If a group $G$ contains an element a having exactly two conjugates, then $G$ has a proper normal subgroup $N \ne \{e\}$
So my take on this is as follows: If we take $C_G(S)$ of S. This is a subgroup of G. If $C_G(S)=G$, then S has no conjugate but itself, so therefore $C_G(S)$ is a proper subgroup. If we suppose $C_G(S)=\{e\}$,then in order for there to be exactly two conjugates of S, then
For every $a \ne b \in G \ \{e\}, bxb^{-1} =axa^{-1}$ but $bxb^{-1}=axa^{-1} \to (a^{-1}b)xb^{-1}=xa^{-1} \to (a^{-1}b)x(a^{-1}b)^{-1}=x \to a^{-1}b \in C_G(S)$
Which means that $C_G(S)$ is actually nontrivial or that $a^{-1}b=e$ if and only if $a=b$, which would be a contradiction. Thus $C_G(S)$ is a nontrivial proper subgroup. Since there are exactly 2 conjugacy classes of S and they are in one to one correspondence with cosets of S, its centralizers' index $[G:C_G(S)]=s$. Subgroups of index $2$ are normal, so $C_G(S)$ is a proper nontrivial normal subgroup.

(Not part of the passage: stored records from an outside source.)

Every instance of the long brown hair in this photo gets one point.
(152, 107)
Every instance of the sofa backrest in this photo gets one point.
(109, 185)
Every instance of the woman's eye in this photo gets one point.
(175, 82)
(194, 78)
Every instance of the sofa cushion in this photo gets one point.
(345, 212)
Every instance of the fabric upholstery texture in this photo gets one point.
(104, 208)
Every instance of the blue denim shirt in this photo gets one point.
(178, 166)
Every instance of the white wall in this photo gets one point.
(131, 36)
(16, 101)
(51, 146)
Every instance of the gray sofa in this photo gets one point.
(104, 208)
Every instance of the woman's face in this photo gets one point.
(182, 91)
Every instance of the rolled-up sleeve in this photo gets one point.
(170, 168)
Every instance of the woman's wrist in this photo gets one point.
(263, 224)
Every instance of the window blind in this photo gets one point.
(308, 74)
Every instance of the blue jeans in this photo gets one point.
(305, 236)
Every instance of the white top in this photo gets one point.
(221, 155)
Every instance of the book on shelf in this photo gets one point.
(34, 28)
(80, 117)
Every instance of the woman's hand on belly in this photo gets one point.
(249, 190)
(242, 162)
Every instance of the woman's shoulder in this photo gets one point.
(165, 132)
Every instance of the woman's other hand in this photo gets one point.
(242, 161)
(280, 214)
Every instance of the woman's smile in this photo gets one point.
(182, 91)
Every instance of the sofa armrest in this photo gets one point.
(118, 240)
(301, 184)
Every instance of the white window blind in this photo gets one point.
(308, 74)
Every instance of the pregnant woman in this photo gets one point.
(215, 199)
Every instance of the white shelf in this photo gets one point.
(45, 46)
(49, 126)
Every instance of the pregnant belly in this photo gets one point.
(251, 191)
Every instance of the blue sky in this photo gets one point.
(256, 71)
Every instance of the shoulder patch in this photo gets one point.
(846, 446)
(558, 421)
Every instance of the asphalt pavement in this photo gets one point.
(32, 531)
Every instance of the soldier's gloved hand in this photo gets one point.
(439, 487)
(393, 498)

This approach seemed very different from other examples I have seen so I guess I am wondering if this approach makes sense.
Best Answer
Let $a$ be an element with exactly two conjugates, itself and some other element $b$.
Let $G$ act on the $X = \{a,b\}$ by conjugation. Consider the class equation for this action: $$ |X| = |X_0| + \sum |G/G_x| = 2. $$
We notice that $|X_0| = 1$ (since the identity actions lies in $X_0$, and $a$ isn't fixed by the action of $b$). Hence there is a unique element $x\in X$ such that $[G:G_x] = 2$, and then $G_x$ must be normal since every subgroup of index 2 is normal.